Animal Transport requires problem solving skills to get the animals, food, and so on from one side of the river to the other. In the first level, you have a bunny, carrot, and wolf. If you leave the bunny with the carrot, he’ll eat the carrot. If you leave the bunny with the wolf, the wolf will eat the bunny. You have to move them from one side to the other safely in as few moves as possible.
In grade school, my teachers used to put up riddles like this all the time. I am awful at them! This game, however, provides a progressive approach. You start with three animals, rather than starting with nine for example. I could solve this one!
Teach Kids Higher Order Thinking
Animal Transport encourages higher-order thinking. When kids have to think of who will eat what, they are better able to move the puzzle ahead. They practice forethought. If your child makes a mistake, then the result isn’t gory. There’s no wolf chasing the rabbit, no clouds of dust to cover it like in Looney Tunes, so kids won’t be scarred for life or anything. A small box appears with a wolf holding the bunny by the ears, so you don’t have to worry, nor explain. A bunny eating a carrot is not as scary as the big bad wolf, so no worries there.
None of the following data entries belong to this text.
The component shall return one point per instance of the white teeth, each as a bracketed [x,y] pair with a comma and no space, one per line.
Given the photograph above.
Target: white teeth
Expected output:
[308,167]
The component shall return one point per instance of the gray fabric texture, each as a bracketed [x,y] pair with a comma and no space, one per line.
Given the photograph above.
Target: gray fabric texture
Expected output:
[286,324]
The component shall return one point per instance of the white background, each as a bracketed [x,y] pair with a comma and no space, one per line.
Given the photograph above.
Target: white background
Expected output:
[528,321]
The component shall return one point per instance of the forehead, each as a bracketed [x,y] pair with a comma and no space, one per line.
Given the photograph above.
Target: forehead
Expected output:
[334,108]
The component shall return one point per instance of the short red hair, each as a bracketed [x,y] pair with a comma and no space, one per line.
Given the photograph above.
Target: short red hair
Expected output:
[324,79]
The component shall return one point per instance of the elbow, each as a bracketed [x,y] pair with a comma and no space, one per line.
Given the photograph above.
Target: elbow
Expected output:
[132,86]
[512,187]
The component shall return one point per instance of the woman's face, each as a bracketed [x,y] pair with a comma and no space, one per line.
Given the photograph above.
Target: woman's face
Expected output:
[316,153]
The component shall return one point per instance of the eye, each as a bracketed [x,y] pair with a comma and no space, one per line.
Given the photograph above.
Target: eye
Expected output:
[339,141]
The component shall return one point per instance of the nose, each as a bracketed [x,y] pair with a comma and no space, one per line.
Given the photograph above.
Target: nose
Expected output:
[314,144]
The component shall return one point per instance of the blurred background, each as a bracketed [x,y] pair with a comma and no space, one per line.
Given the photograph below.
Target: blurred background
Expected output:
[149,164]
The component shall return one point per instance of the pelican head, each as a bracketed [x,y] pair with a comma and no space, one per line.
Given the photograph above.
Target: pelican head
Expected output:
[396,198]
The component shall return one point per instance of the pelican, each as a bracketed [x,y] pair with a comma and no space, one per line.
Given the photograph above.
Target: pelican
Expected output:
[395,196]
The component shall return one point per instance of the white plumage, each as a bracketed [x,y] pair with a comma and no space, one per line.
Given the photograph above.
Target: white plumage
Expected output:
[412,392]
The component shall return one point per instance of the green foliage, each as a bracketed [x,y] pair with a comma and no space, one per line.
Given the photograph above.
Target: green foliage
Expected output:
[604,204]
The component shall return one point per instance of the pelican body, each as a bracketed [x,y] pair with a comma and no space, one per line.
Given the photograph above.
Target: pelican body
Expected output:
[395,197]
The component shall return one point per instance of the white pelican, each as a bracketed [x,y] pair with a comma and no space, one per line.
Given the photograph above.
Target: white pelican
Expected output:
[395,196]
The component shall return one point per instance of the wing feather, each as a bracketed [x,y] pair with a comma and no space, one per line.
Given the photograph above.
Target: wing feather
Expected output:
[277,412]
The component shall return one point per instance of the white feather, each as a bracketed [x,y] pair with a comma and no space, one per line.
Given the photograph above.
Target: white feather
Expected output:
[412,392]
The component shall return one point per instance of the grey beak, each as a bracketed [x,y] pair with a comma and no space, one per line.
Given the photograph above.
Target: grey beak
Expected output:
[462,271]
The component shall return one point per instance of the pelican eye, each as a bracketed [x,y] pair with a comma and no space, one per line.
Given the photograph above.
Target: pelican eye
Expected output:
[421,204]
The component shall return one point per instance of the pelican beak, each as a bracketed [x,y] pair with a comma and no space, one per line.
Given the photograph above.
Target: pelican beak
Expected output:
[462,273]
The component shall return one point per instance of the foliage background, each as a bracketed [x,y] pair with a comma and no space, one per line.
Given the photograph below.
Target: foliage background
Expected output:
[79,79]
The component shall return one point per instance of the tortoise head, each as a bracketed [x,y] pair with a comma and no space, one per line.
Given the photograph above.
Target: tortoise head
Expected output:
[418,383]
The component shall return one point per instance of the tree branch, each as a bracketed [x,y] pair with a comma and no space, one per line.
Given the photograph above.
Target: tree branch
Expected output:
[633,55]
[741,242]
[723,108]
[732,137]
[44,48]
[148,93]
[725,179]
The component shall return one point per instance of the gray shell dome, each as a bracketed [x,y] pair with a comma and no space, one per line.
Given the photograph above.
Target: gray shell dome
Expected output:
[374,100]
Some levels have more than two islands, so you have to think through that too. There aren’t more animals for a few levels though, so you get to figure out all the ins and outs of transporting the first three first.
Move from few animals to more animals slowly to learn rather than overwhelm
Solving the level
Animal Transport is an iPad and iPhone game that allows your child to use their problem solving skills and higher order thinking. They have to get the bunny to the island without it eating the carrot, but also keep the wolf from eating the bunny. There isn’t a gory story if you accidentally let the bunny get caught by the wolf, so your child won’t have nightmares. Overall, it’s a fun game to help kids figure out how to move pieces. It can be a precursor to chess or other strategy games, and my 11-year-old son enjoyed puzzling through the levels, and did so quite quickly, so you could start this activity with anyone ages five and up.